Ce moment originel est  l’œuvre de l’homme, mais, puisque nous sommes dans la littérature, il s’opère aussi par la transmission – l’ouverture sur l’inconnu, pour évoquer René Char souvent cité par Verhesen – d’une langue à l’autre. A cet égard, le travail de traducteur assumé par Verhesen est considérable. « Un de ses premiers livres a été fait en collaboration avec Octavio Paz et concerne la traduction de poètes espagnols engagés dans la guerre civile. Ce n’est pas un hasard » (Soucy). Vraisemblablement, il y a, chez Verhesen, le souci de réparer une injustice, une volonté active de faire circuler une parole brimée par la dictature. Ce n’est peut-être pas tant une attitude politique (quoique ceci ne soit que mon interprétation) qu’un engagement éthique (une fois encore, il faut le souligner) du même ordre que celui qui lui fait nier l’héritage de la tradition (dans un article où il accorde sa pensée à celle de Paz) lorsque cette tradition « ne véhicule que des formes vides ne requérant guère plus qu’une adhésion passive » (Prop. p. 244). A cet égard, s’opposer à la tradition, lorsqu’elle est sclérosée (comme ce fut le cas en espagnol) soit par la religion, soit par le pouvoir, en proposant une création nouvelle, revient à lui offrir une continuité – de la même manière qu’un gant retourné présente toujours la forme de la main.

L’éclairage des mots

Au-delà de l’engagement que je viens de mentionner, le travail de traducteur ramène essentiellement à une réflexion sur la langue et sur son usage. Toujours, Verhesen questionne et ne cesse de remettre son ouvrage sur le métier : ainsi montre-t-il comment il œuvre au sein des « machinations de l’ambiguïté » pour reprendre et peaufiner une traduction. Mais aussi, il n’hésite pas, sinon à se mettre en danger, en tout cas à affronter l’inconnu : « J’ai choisi de traduire des poètes extrêmement différents les uns des autres, et de moi-même » (A la lisière des mots, p. 24). Et lorsqu’il  ajoute « la qualité du traducteur tient à la justesse avec laquelle il transpose les variables dues au fait qu’il ne connaît pas ce dont parle le poète, mais seulement ce qu’il en dit » (A la lisière, p. 20), on voit clairement qu’il y a l’importance d’un travail sur le langage, mais surtout qu’il y a cette exigence de l’immanence qui presse à se porter en communauté d’intention avec l’auteur et à l’inaugurer dans une autre langue – toute transcription littérale n’étant, bien sûr, qu’une vue de l’esprit ; elle dénaturerait le poème.

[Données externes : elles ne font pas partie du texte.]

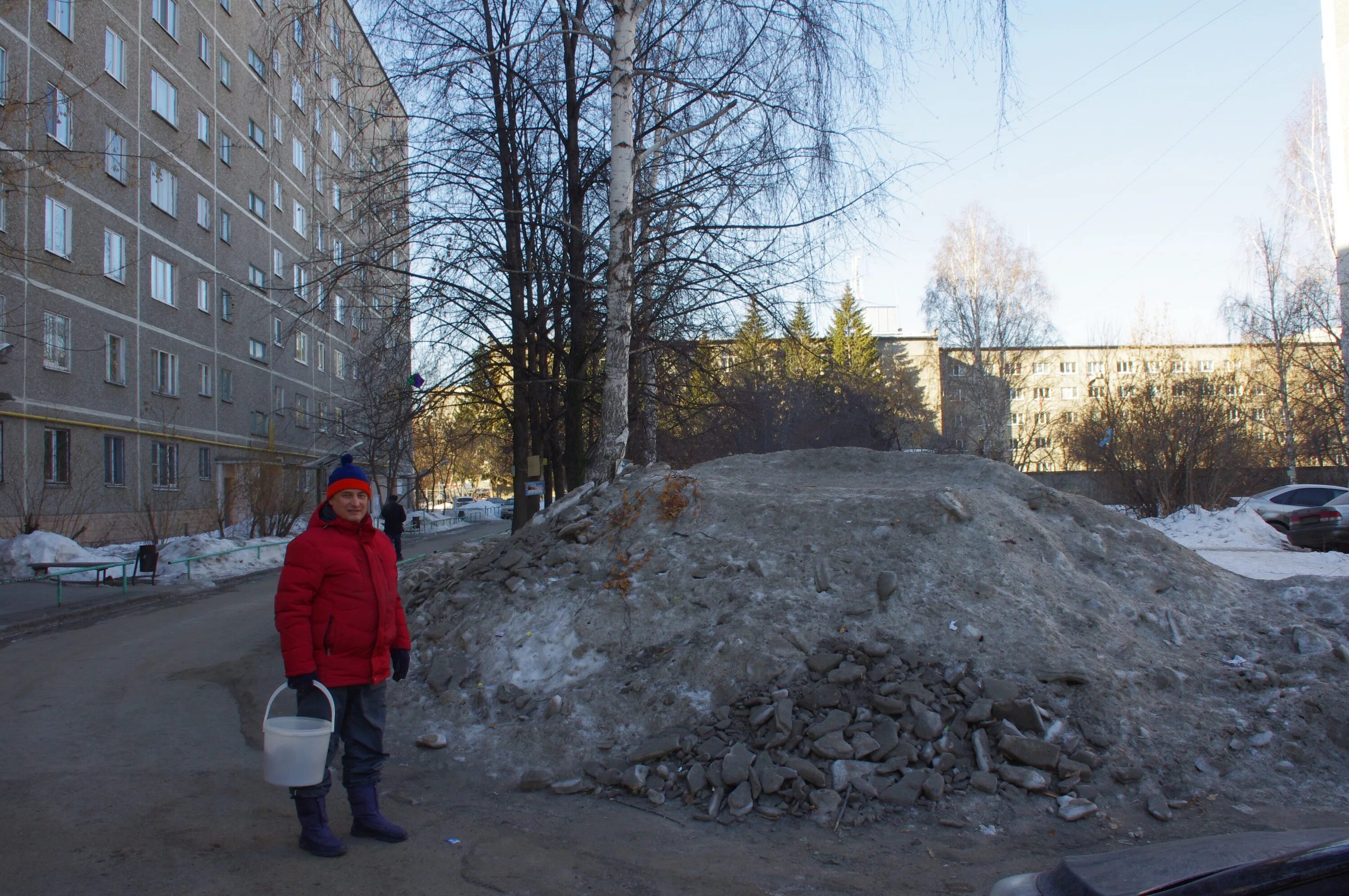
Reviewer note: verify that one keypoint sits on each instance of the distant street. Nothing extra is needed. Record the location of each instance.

Il faut noter encore que Verhesen souhaite « que le traducteur soit, d’abord, prudemment herméneute » (A la lisière, p. 19). « Prudemment », car il ne cherche en aucun cas à mystifier ou à rajouter des mystères là où il n’y a qu’un ordre cosmique. Mais néanmoins « herméneute », comme doit  l’être le poète (il rappelle la « lumière mentale » de René Char) chargé de laisser advenir ce qui parle en lui en jetant l’éclairage des mots, mais aussi comme doit l’être le commun des hommes (il y a ici une forme douce de l’injonction) de prendre en charge le décryptage de leurs destinées.

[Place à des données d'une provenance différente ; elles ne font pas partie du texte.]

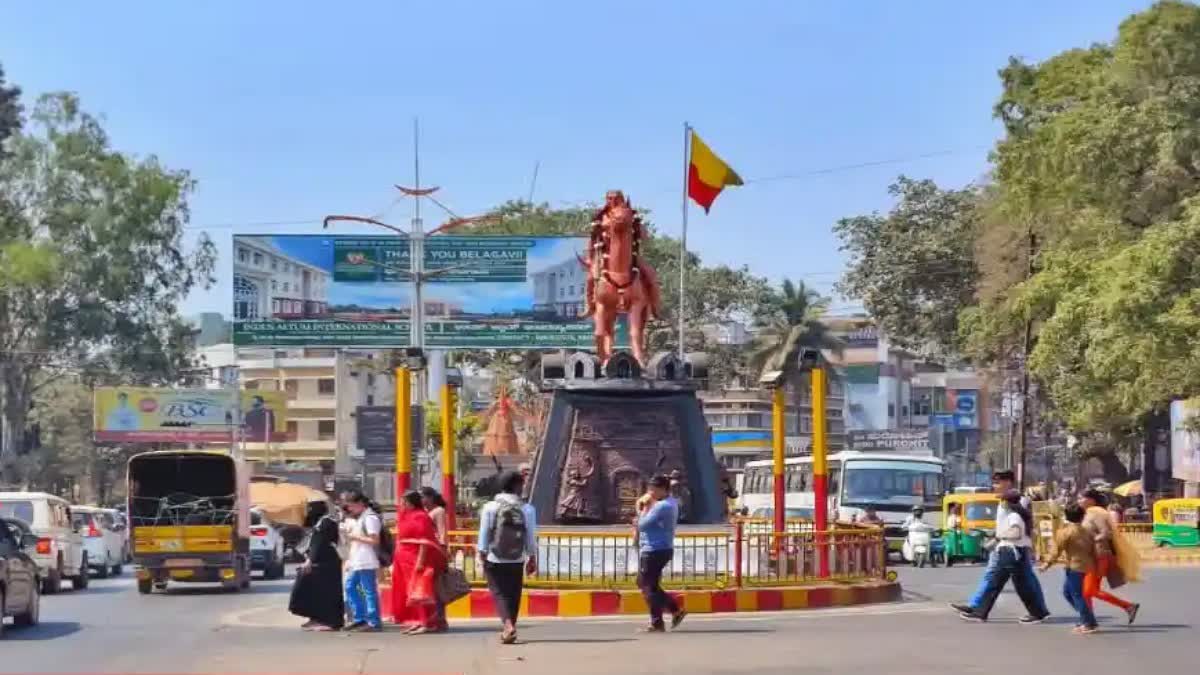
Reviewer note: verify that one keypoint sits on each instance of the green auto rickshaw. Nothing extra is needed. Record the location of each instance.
(973, 518)
(1177, 523)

Reste à dire quelques mots de Verhesen poète, car si ces écrits, disons, théoriques valent par leur fervente pénétration, il n’en reste pas moins que c’est dans ses poèmes qu’il exprime le plus clairement sa pratique et expose son engagement, si ce n’est, oserais-je le formuler ainsi, ses objectifs… Non pas tant qu’il soit question d’un programme, mais plutôt d’une position qu’il s’agirait d’atteindre, de conquérir ou d’investir et à partir de laquelle l’homme s’exprimerait pleinement et les choses arriveraient naturellement. Sous cet aspect, Verhesen a quelque chose de grec – il est, soulignons-le, profondément héraclitéen – et il travaille au point d’équilibre, soucieux de piéger le kairos, ce moment opportun durant lequel les choses se mettent en place. Dans L’instant de présence, on lit : « Aimantés les mots oscillent dans le souffle et sans s’égarer aux frontières résolvent dans l’intervalle, pour un instant, ce qui jamais ne s’épuise. » A mes yeux, tout Verhesen tient dans ces quelques mots : l’oscillation de la parole, c’est-à-dire son balancement dans le spectre de ce qui s’énonce ; un rapport au souffle, donc une référence au vivant, et même au vivant en train d’accomplir quelque chose (ou de s’accomplir) ; un passage sans encombre des frontières (qui sont plutôt celles que nous aurions dans la tête que celles qui sont marquées par des douanes) et un cheminement précis ; une résolution dans l’intervalle (marque d’espace) précisée par l’instant (marque de temps) qui signalent combien les mots évoqués percent une trouée dans le réel pour aboutir à une éternité inépuisable. Aussitôt pensé ou aussitôt inscrit, mot ou poème, l’éphémère devient durable ; il n’est pas seulement le véhicule d’un passage, il instaure une passation. On lit encore : « Pas d’autre issue dans le tissu du monde que le sentier ténu vers peu de chose, mais sans entrave d’attente. L’immédiat saisi à la chaude surface apparue. » C’est que tout se joue dans la fragilité, dans une observation aiguë ; la présence doit demeurer aux aguets, même si ce qui se gagne ainsi n’apporte que « peu de chose » – la pensée trouvera moyen de s’en réjouir.

Comme le remarque Pierre-Yves Soucy, Verhesen n’a « véritablement vécu que de ses engagements » et « tout ce qui relève du domaine de la pensée et de la création ne le laisse jamais indifférent« . Philippe Jones, lui, le considère comme « un des hommes les plus intelligents qu’il ait côtoyés« . Il nous reste à creuser l’œuvre de Fernand Verhesen et à trouver « l’insaisissable réel où la vie s’accomplit » (Nulle part, ici, p. 45).